Brazil's Olympic anti-doping system barely beats regulation deadline
New doping lab promises it's ready to handle more than 6,000 samples
Anti-doping is an international game of "the mouse and the cat," says Henrique Pereira. In Brazil, he's in charge of the cats.
"There's no end to this kind of job, but that's what motivates us," Pereira says as he gives the CBC a tour of Brazil's anti-doping lab. He's proud of the new $25-million facility in Rio, of which he's vice-director. It was built to analyze more than 6,000 samples during the Olympics. But the political chaos in Brazil came dangerously close to derailing a key Olympic milestone, which could have rendered all the technology on display useless during the Games.

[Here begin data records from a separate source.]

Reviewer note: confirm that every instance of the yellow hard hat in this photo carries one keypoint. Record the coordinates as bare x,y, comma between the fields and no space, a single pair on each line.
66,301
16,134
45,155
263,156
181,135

Just across the street from Brazil's new anti-doping lab is the old lab. In 2013, the World Anti Doping Agency (WADA) stripped its certification for being too old and not having enough qualified staff. During the 2014 World Cup in Brazil, they had to send each sample to Europe for testing, incurring enormous costs and lengthy delays.
"It's one thing to do this kind of management of samples in the World Cup," Pereira says. "It's very important, but a small number of samples. For the Olympic Games, from my perspective, it would be impossible."
"Now we are living a new reality," Pereira says. "After the investment of the federal government, we have a new building, new staff, new machines, so it's almost a new life."
Right now, doping tests are done in one room. During the Olympics, it will take over the entire building. Testers will operate in three shifts, 24 hours a day, testing not just for 700 known banned substances but also for things that athletes might use in the future, like "gene doping."
Brazil's scientists are aware that no Olympic anti-doping program will work if the system around it is broken or, as was recently the case in Russia, found to be corrupt. Brazil is currently in chaos due to a multibillion-dollar corruption scandal that has implicated the former president, and another financial scandal involving the current president.
"If someone does something wrong, sooner or later that will be exposed," Pereira says. "Because there's so many stakeholders around the project that it's impossible to keep a bad thing quiet and in the shadow for a long time."